2.5 Properties of Explanations

We want to explain the predictions of a machine learning model. To achieve this, we rely on some explanation method, which is an algorithm that generates explanations. An explanation usually relates the feature values of an instance to its model prediction in a humanly understandable way. Other types of explanations consist of a set of data instances (e.g in the case of the k-nearest neighbor model). For example, we could predict cancer risk using a support vector machine and explain predictions using the local surrogate method, which generates decision trees as explanations. Or we could use a linear regression model instead of a support vector machine. The linear regression model is already equipped with an explanation method (interpretation of the weights).

We take a closer look at the properties of explanation methods and explanations (Robnik-Sikonja and Bohanec, 2018⁸). These properties can be used to judge how good an explanation method or explanation is. It is not clear for all these properties how to measure them correctly, so one of the challenges is to formalize how they could be calculated.

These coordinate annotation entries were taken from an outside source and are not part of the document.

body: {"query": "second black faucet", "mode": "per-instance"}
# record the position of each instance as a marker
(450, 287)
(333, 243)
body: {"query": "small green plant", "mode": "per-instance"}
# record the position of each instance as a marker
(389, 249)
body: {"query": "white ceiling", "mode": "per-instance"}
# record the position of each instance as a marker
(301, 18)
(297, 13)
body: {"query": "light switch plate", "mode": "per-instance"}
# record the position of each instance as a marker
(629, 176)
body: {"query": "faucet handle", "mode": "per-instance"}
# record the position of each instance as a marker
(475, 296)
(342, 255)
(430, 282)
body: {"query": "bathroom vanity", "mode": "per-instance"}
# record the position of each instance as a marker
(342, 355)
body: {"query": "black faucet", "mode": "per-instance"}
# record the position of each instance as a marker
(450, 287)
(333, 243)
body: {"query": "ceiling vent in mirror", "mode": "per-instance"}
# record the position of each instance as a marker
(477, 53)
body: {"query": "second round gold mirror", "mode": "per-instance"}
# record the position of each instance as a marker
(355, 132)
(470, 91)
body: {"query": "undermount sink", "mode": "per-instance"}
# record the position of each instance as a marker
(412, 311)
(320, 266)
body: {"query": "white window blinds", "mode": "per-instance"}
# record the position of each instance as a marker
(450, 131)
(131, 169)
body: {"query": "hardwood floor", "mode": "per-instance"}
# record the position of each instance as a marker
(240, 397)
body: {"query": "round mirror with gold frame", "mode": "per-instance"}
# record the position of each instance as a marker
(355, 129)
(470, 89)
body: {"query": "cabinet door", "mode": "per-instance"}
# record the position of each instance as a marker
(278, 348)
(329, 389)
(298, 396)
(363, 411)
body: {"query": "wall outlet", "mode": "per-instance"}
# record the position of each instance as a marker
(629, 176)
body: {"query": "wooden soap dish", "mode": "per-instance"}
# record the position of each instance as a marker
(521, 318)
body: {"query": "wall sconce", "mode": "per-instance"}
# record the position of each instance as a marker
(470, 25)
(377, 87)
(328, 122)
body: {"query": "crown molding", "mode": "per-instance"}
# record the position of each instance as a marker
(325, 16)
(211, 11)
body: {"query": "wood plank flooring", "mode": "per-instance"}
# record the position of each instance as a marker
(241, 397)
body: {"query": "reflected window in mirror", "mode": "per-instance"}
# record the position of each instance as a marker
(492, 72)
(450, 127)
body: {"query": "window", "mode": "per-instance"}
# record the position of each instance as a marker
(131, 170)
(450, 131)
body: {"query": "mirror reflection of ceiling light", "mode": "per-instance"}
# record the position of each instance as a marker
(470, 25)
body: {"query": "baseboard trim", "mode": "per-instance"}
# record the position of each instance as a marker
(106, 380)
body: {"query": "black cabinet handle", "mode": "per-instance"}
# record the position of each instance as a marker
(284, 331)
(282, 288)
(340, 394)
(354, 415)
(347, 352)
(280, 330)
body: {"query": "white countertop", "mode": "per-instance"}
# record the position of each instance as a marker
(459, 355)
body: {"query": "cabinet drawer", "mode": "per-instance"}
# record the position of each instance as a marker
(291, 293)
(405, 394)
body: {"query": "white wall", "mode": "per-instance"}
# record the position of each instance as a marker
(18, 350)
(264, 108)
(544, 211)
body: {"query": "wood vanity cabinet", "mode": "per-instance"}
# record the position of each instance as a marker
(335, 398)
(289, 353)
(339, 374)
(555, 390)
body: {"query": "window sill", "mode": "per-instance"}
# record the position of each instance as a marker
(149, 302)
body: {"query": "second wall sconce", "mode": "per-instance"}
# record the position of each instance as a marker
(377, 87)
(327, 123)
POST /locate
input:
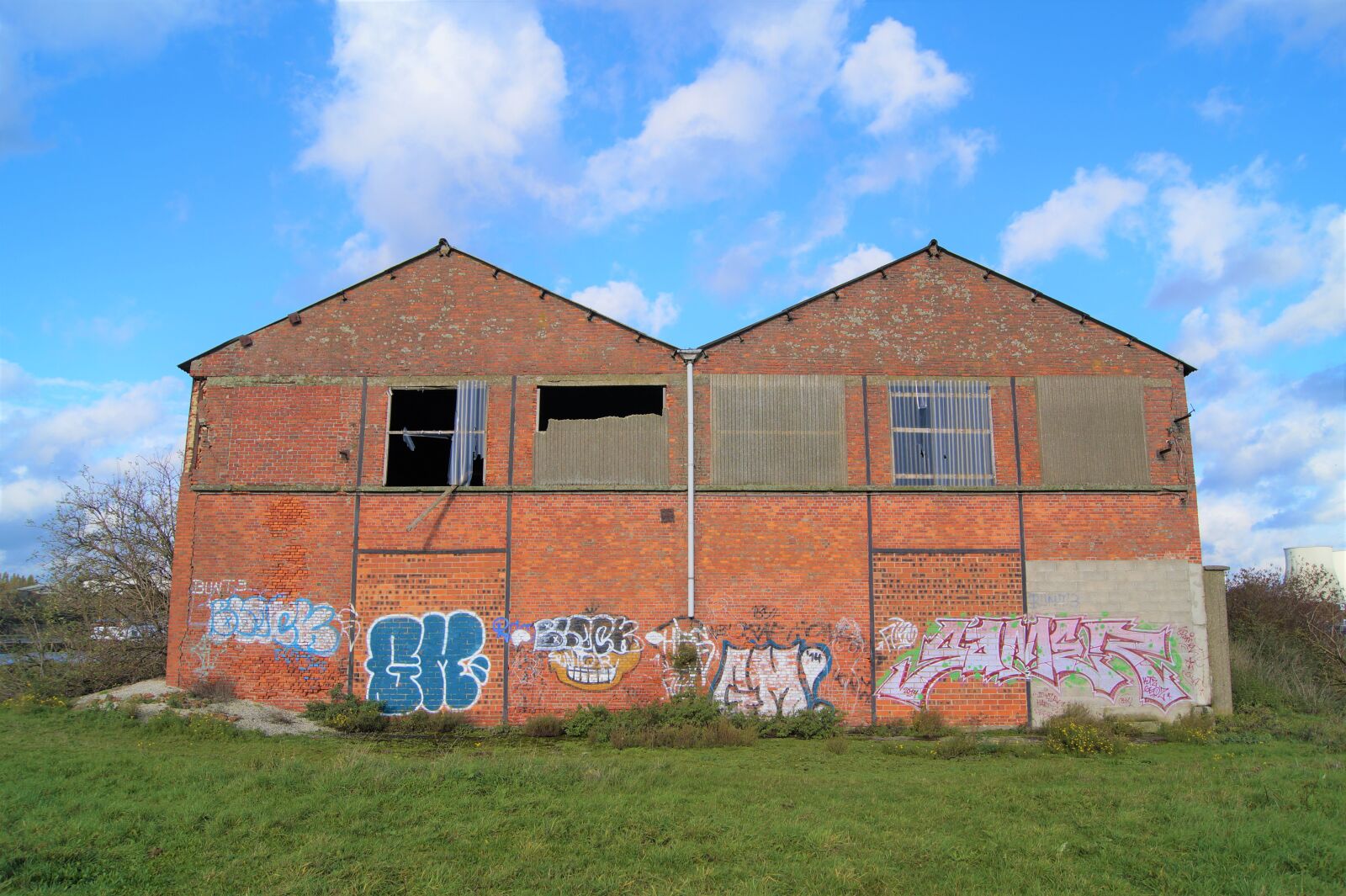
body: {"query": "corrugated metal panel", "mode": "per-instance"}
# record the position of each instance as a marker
(777, 431)
(469, 431)
(941, 432)
(610, 451)
(1094, 431)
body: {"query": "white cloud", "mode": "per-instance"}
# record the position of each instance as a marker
(1272, 466)
(863, 260)
(626, 301)
(1077, 217)
(1217, 107)
(888, 77)
(1298, 22)
(435, 110)
(1229, 237)
(53, 427)
(80, 36)
(735, 120)
(1229, 327)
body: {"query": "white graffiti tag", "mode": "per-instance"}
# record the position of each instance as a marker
(897, 635)
(771, 678)
(686, 653)
(1105, 653)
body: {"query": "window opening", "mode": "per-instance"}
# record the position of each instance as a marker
(437, 436)
(941, 433)
(596, 402)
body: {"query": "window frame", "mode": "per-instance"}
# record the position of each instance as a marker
(935, 478)
(453, 432)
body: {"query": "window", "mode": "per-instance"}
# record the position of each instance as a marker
(1092, 431)
(941, 433)
(437, 436)
(601, 436)
(777, 431)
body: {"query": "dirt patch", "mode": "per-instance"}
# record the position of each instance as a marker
(151, 697)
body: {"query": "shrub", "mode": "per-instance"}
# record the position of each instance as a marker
(544, 727)
(347, 712)
(957, 745)
(426, 723)
(929, 723)
(194, 725)
(807, 724)
(1080, 732)
(1287, 644)
(1260, 725)
(213, 689)
(368, 718)
(589, 721)
(838, 745)
(719, 734)
(1193, 728)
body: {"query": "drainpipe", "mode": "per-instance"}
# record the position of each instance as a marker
(690, 357)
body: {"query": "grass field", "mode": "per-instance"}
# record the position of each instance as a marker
(93, 802)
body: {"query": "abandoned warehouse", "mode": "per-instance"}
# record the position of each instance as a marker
(448, 487)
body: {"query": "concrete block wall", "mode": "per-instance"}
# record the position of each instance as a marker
(296, 570)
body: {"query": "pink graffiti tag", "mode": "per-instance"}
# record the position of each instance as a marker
(1107, 653)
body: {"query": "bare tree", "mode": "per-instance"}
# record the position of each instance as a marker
(108, 554)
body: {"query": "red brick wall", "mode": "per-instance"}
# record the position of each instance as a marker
(789, 570)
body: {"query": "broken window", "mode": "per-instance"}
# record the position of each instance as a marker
(941, 433)
(437, 436)
(777, 429)
(601, 436)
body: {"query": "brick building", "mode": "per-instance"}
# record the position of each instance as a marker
(450, 487)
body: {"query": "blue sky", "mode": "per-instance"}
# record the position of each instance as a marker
(175, 172)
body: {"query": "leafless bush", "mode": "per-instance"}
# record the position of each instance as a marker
(108, 554)
(1265, 610)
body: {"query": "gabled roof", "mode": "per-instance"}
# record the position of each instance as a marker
(935, 249)
(442, 247)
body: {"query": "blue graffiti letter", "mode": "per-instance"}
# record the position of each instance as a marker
(395, 664)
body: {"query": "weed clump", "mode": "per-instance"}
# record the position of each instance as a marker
(718, 734)
(215, 691)
(1080, 732)
(194, 725)
(426, 723)
(957, 745)
(929, 723)
(544, 727)
(347, 712)
(1193, 728)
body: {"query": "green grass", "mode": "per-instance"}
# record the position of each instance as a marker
(96, 803)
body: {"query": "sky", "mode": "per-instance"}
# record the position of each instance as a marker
(177, 172)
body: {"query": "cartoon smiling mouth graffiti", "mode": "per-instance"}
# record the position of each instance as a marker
(591, 671)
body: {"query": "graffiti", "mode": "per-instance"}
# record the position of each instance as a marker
(515, 633)
(298, 662)
(1105, 653)
(299, 624)
(771, 678)
(673, 637)
(590, 653)
(205, 651)
(897, 635)
(427, 662)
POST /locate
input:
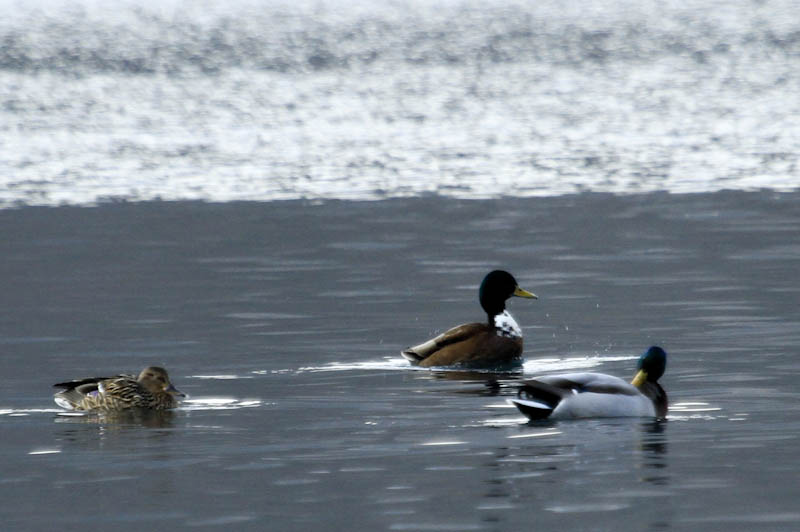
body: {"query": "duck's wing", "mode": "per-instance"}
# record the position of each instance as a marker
(70, 385)
(581, 394)
(455, 335)
(94, 392)
(589, 382)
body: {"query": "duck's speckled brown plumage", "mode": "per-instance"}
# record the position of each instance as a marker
(151, 390)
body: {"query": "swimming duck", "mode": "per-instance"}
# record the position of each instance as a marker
(151, 390)
(495, 343)
(585, 395)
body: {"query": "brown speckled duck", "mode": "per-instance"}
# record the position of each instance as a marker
(492, 344)
(151, 390)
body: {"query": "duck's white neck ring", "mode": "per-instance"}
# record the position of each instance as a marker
(505, 325)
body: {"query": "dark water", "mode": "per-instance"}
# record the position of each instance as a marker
(283, 321)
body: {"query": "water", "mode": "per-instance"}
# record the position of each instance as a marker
(251, 100)
(272, 200)
(284, 322)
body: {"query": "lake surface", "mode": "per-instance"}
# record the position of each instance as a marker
(284, 322)
(272, 199)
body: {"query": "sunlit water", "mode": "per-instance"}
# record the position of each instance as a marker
(390, 154)
(257, 100)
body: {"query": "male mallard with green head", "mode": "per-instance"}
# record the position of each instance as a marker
(495, 343)
(151, 390)
(586, 395)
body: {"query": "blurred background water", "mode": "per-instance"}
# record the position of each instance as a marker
(272, 199)
(283, 100)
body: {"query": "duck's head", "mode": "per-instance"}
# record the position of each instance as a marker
(651, 366)
(496, 288)
(156, 380)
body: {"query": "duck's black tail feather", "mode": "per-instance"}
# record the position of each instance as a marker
(537, 400)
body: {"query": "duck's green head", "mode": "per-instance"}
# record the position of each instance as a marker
(496, 288)
(651, 366)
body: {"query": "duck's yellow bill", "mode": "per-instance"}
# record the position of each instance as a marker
(519, 292)
(640, 378)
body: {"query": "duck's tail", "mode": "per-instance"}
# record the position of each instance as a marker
(75, 392)
(68, 399)
(537, 400)
(420, 352)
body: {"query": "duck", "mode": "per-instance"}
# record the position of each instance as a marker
(151, 390)
(596, 395)
(494, 343)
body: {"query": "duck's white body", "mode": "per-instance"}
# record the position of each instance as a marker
(587, 395)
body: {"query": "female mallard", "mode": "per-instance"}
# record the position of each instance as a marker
(496, 343)
(582, 395)
(151, 390)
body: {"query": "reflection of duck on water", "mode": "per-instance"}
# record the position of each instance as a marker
(151, 390)
(495, 343)
(584, 395)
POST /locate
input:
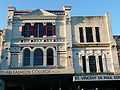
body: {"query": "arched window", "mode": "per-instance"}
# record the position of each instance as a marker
(50, 56)
(26, 57)
(38, 30)
(92, 64)
(27, 31)
(38, 57)
(49, 29)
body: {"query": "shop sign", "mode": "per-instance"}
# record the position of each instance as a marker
(28, 72)
(96, 78)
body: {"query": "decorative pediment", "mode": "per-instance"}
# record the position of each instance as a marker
(39, 12)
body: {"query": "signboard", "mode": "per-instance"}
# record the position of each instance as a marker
(96, 78)
(34, 71)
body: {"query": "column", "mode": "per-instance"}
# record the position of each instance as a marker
(32, 29)
(23, 28)
(31, 58)
(45, 30)
(45, 58)
(87, 65)
(84, 34)
(54, 29)
(97, 64)
(94, 34)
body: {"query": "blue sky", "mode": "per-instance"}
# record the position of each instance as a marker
(79, 8)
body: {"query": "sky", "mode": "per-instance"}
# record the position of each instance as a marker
(79, 8)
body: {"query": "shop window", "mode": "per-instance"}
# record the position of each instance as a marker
(84, 63)
(92, 64)
(100, 63)
(89, 35)
(97, 34)
(27, 30)
(38, 30)
(38, 57)
(50, 56)
(81, 34)
(49, 29)
(26, 57)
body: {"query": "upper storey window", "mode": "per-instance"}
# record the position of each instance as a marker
(97, 34)
(26, 57)
(38, 30)
(89, 35)
(27, 30)
(81, 34)
(92, 64)
(49, 29)
(38, 57)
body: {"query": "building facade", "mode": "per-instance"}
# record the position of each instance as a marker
(52, 50)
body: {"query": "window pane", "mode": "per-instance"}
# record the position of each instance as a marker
(100, 63)
(49, 29)
(38, 57)
(27, 31)
(49, 56)
(89, 35)
(38, 30)
(84, 63)
(92, 63)
(26, 57)
(97, 34)
(81, 34)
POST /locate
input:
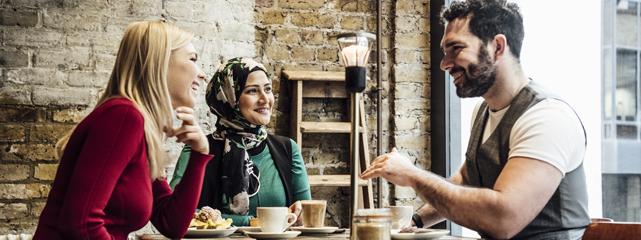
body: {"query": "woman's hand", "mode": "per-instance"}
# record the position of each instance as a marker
(189, 132)
(297, 208)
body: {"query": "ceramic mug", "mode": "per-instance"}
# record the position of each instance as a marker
(275, 219)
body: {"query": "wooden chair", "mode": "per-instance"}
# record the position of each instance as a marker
(603, 228)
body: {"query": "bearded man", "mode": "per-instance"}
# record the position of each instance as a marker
(523, 174)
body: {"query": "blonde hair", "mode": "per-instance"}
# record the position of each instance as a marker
(140, 75)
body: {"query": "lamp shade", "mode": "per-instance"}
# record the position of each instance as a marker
(355, 48)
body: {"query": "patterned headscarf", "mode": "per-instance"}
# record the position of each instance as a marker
(240, 177)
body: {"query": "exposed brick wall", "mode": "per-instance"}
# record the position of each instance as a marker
(296, 35)
(411, 87)
(55, 58)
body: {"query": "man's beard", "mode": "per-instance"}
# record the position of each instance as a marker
(478, 77)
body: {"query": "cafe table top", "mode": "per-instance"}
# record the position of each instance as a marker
(335, 236)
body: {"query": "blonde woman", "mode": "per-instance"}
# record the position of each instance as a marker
(111, 178)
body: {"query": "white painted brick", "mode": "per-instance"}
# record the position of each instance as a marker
(59, 96)
(88, 79)
(36, 76)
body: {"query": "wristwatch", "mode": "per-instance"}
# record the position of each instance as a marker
(418, 222)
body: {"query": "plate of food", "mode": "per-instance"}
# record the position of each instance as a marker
(418, 233)
(208, 222)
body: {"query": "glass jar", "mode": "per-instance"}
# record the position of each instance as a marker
(372, 224)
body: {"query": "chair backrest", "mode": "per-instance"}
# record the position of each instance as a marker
(612, 230)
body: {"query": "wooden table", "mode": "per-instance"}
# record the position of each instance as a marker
(239, 236)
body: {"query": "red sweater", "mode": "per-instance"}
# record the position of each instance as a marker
(103, 188)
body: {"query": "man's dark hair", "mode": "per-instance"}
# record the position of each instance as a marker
(489, 18)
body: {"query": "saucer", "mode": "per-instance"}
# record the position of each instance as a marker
(315, 230)
(211, 233)
(248, 229)
(272, 235)
(421, 234)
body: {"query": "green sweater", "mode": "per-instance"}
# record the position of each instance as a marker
(271, 192)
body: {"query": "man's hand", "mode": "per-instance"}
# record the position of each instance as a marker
(394, 167)
(297, 208)
(189, 132)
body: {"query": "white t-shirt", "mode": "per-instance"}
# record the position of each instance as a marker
(549, 131)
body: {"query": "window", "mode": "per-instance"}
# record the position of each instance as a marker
(621, 155)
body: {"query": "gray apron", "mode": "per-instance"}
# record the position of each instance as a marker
(565, 215)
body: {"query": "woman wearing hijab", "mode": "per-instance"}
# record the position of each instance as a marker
(251, 168)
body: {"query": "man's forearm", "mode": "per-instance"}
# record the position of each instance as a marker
(429, 215)
(476, 208)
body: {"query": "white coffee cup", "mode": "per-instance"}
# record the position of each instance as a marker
(275, 219)
(401, 216)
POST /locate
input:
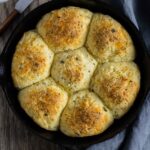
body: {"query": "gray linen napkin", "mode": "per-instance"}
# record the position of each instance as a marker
(137, 136)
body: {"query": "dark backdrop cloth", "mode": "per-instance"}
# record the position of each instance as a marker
(136, 136)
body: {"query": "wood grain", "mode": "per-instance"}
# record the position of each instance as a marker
(13, 134)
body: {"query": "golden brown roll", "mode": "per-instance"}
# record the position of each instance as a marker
(73, 69)
(31, 61)
(117, 84)
(109, 41)
(85, 115)
(65, 28)
(44, 103)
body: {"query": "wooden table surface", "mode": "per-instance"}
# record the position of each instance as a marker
(14, 135)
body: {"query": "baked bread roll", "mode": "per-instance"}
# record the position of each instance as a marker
(108, 41)
(31, 61)
(44, 103)
(65, 28)
(73, 69)
(85, 115)
(117, 84)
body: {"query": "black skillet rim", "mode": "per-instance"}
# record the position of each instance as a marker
(67, 140)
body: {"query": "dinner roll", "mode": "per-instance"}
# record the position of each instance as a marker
(65, 28)
(85, 115)
(44, 103)
(117, 84)
(73, 69)
(109, 41)
(31, 61)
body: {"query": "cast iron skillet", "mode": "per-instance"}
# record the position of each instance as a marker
(28, 23)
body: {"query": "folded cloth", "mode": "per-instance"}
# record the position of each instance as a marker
(136, 136)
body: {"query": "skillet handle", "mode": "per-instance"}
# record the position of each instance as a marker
(147, 65)
(1, 70)
(74, 147)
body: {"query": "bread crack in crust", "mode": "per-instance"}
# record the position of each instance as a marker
(108, 40)
(31, 61)
(73, 69)
(44, 103)
(85, 115)
(117, 84)
(65, 29)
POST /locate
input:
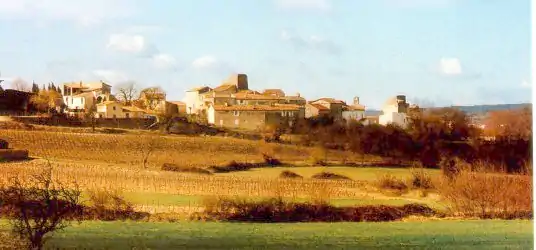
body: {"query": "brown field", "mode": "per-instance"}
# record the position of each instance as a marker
(114, 162)
(128, 149)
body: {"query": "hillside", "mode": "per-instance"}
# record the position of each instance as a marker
(474, 109)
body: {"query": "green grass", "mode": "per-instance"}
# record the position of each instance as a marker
(356, 173)
(490, 234)
(142, 198)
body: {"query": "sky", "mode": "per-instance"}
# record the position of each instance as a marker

Properties of Explanation Methods

Expressive Power is the "language" or structure of the explanations the method is able to generate. An explanation method could generate IF-THEN rules, decision trees, a weighted sum, natural language or something else.
Translucency describes how much the explanation method relies on looking into the machine learning model, like its parameters. For example, explanation methods relying on intrinsically interpretable models like the linear regression model (model-specific) are highly translucent. Methods only relying on manipulating inputs and observing the predictions have zero translucency. Depending on the scenario, different levels of translucency might be desirable. The advantage of high translucency is that the method can rely on more information to generate explanations. The advantage of low translucency is that the explanation method is more portable.
Portability describes the range of machine learning models with which the explanation method can be used. Methods with a low translucency have a higher portability because they treat the machine learning model as a black box. Surrogate models might be the explanation method with the highest portability. Methods that only work for e.g. recurrent neural networks have low portability.
Algorithmic Complexity describes the computational complexity of the method that generates the explanation. This property is important to consider when computation time is a bottleneck in generating explanations.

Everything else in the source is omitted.